Now, Where Were We? Recovery, Digitization, and Parsing of Historical 1970 Address Records at the US Census Bureau

John Sullivan, Census Bureau
David Bleckley, University of Michigan

The Decennial Census Digitization and Linkage project (DCDL) will longitudinally link individual’s responses in the 1960-1990 decennial censuses. Supplementing information like name and age with a residential address is likely to improve linkage rates. However, address information is only available in a digital format for the 1990 decennial census. This paper discusses the address information used in the 1970 decennial census and our efforts to produce a digital version of this information for use in the DCDL project. In the 1970 decennial census, the Census Bureau created files called Address Coding Guides (ACG) to assign geographic codes to housing units. The Bureau used the ACG internally to assign various geographic variables to residential addresses, allowing for the creation of geography-specific population statistics.
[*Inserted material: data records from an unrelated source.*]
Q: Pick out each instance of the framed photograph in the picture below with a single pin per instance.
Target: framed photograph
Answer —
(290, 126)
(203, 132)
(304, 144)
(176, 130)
The ACG was not scheduled for long-term retention and shortly after the 1980 census, the Bureau’s copies of the ACG computer tapes and those held by the National Archives and Records Administration were destroyed according to the established disposition plan. Fortunately, a version of the ACG, was located on computer printouts at the Census Bureau’s National Processing Center (NPC). However, to make the information from the thousands of printed pages useable in the DCDL linkage process, the information needed to be converted from physical paper to a digital computer file, first, being scanned by NPC staff and then being processed by an optical character recognition (OCR) and parsing pipeline. We build on Lafia et al. (2023) to design and implement an OCR pipeline to produce a tabular data file from the physical print outs of the ACG records. We iterate through various workflows, measure their accuracy, and execute the optimal method to create the final tabular data file. This paper describes our efforts to locate the 1970 ACG and presents results from its recovery through our OCR pipeline.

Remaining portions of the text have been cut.